Quién lo impide
Cine - SeriesJonás Trueba

Quién lo impide

9 / 10
Daniel Grandes — 23-12-2021
Empresa — Los Ilusos Films
Fotografía — Cartel de la película

Es complicado salir de “Quién lo impide”, lo nuevo de Jonás Trueba (“La virgen de agosto”, “La reconquista”), sin tener la sensación de haber experimentado una excepción, una rara avis dentro un circuito de exhibición nacional que este año, paradójicamente, parece haber apostado por ellas. Lo excepcional de esta propuesta va mucho más allá de su extensa duración de casi cuatro horas, reclamo e inconveniente a partes iguales, que parecía invocar para muchos el componente del desafío cinéfilo en el que podríamos denominar el efecto “vi ‘Sátántangó’ de Béla Tarr del tirón”. Pero eso es lo de menos, por mucho que considero que no está de más confirmarte a ti, lector interesado en adentrarte en esta relectura cinematográfica del mítico tema de Rafael Berrio, que los minutos se vuelven vaporosos, completamente ausentes de carga, cuando uno se enfrenta al último experimento de Trueba. Porque “Quién lo impide” no es más que un monumento sobre el tiempo o, más bien dicho, el testimonio audiovisual de la construcción del mismo.

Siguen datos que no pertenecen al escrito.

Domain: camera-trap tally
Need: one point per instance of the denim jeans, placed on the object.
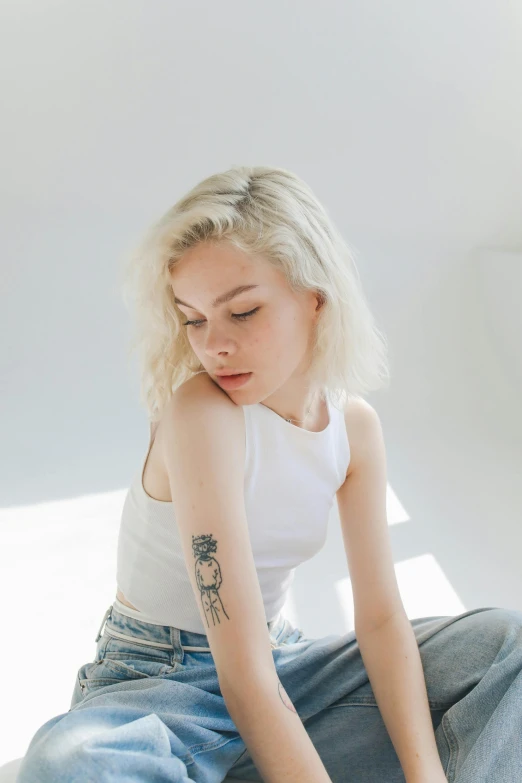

Y es que Trueba se desentiende tanto de la ficción como del documental –ni en la idea ni en la cosa– en el momento en el que los focos se ciñen sobre los personajes antes incluso de que estos se enciendan. Lo que se inmortaliza aquí es el proceso de ideación del relato adolescente ideal siendo consciente de que ese es, de una forma borgianamente paradójica, el relato adolescente ideal (la película perfecta es aquella que nace justo antes de que la cámara se encienda). Es decir, de forma brillante se detecta que la mejor manera de reivindicar la mirada joven no es coreografiar un simulacro de la misma en el terreno de lo ficticio, sino filmar cómo la propia mirada joven se articula; cómo desea, cómo sufre y, sobre todo, cómo se transforma. El actor subordina a su personaje dentro del fotograma, siendo a veces difícil distinguirlos, para poner siempre en primer plano la voluntad adolescente de que esta ficción sea, por fin, representativa de aquello que los jóvenes son (o eran).

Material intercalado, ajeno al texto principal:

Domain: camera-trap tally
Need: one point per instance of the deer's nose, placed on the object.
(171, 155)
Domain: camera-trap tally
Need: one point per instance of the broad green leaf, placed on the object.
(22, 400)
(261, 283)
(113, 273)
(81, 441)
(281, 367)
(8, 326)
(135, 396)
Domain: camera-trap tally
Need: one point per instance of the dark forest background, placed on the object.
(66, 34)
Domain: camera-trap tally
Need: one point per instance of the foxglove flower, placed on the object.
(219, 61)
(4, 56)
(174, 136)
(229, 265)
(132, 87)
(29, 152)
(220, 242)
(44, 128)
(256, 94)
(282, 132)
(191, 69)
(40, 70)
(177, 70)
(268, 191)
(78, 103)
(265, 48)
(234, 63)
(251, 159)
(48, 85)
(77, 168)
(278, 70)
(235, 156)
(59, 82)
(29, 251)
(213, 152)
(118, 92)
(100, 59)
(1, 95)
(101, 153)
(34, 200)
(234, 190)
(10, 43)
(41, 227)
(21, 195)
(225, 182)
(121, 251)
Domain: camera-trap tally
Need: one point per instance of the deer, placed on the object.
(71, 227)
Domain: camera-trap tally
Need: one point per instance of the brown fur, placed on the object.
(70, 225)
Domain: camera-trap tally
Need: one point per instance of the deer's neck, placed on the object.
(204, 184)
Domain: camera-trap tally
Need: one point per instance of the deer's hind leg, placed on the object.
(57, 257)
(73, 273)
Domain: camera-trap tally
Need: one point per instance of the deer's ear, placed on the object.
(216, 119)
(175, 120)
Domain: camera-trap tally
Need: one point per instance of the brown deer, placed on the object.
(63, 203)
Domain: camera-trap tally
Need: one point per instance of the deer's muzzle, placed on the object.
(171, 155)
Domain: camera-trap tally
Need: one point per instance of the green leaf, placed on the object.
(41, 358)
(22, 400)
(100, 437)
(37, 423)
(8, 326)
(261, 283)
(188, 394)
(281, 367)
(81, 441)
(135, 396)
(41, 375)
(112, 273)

De hecho hay parte de la grandeza de “Quién lo impide” que brota del propio sinsentido de su propósito. La película se va dando cuenta poco a poco, conforme el tiempo pasa y los protagonista crecen, de la imposibilidad de cristalizar las necesidades de una generación que es, por definición y necesidad, efímera y cuya ideología metamorfosea vertiginosamente, por mucho que a veces no seamos conscientes de ello. Son entrañables esos momentos en los que, ya no sólo el espectador es capaz de comprobar cómo los discursos se moldean con el paso de los años, sino que son los propios protagonistas quienes reaccionan diegéticamente a ellos, siendo capaces de corregirse a sí mismos, abrazando la contradicción como característica fundamental de nuestras historias. Hablar de la juventud es, para Trueba, hablar de aquello imposible de atrapar. Como decía antes, el tiempo adolescente es vaporoso, confuso pero, por lo tanto, mágico (casi onírico) de alguna forma.

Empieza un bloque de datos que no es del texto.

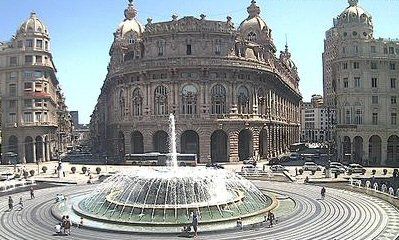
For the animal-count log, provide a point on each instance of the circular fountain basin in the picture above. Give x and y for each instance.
(165, 198)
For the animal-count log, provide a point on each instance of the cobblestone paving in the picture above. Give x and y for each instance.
(341, 215)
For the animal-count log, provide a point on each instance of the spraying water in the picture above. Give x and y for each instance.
(172, 141)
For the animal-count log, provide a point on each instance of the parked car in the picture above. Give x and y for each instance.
(6, 176)
(311, 166)
(337, 169)
(215, 165)
(356, 168)
(338, 164)
(278, 168)
(249, 168)
(249, 161)
(273, 161)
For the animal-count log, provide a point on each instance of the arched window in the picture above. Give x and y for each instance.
(218, 93)
(122, 103)
(189, 99)
(129, 56)
(137, 101)
(251, 36)
(161, 101)
(243, 100)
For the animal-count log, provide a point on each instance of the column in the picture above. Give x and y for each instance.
(384, 151)
(233, 143)
(34, 150)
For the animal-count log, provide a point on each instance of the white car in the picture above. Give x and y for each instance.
(311, 166)
(278, 168)
(6, 176)
(249, 168)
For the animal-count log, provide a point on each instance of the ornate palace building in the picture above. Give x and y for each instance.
(35, 120)
(361, 80)
(232, 97)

Por eso es tan valioso este monumento fílmico que, imitando la esencia de las mastodónticas pirámides egipcias, aspira al fáustico ejercicio de la inmortalidad de lo pasajero o, simplemente, a la eterna juventud (“yo soy adolescente todavía”, declara el director). Y es que dejando de lado lo admirable de la propuesta de Trueba, la película alcanza su esencia, ese momento de incalculable fotogenia, cuando la pantalla de cine se convierte de la nada en un espejo proustiano. El pasado de los protagonistas nos remite, desde sus gestos y detalles, al nuestro propio con una potencia y efectividad que estas palabras no pueden llegar a describir en una crítica (la famosa magia del cine, dirían algunos). No sé hasta qué punto el cineasta era consciente de que retratar la adolescencia era regalar al público un reencuentro con una faceta de nosotros mismos que, debido a su ansia de superar lo infantil y alcanzar cuanto antes lo adulto, parecía yacer ya en el limbo del olvido. El yo adolescente es un yo a la deriva, un yo que transiciona de un antes a un después. Por eso el verme en la pantalla y, en un ejercicio de plano/contraplano, verme a la vez en la butaca me produce irremediablemente una sonrisa. Lo que hemos sido y lo que somos en diálogo, como en el mejor de los cines.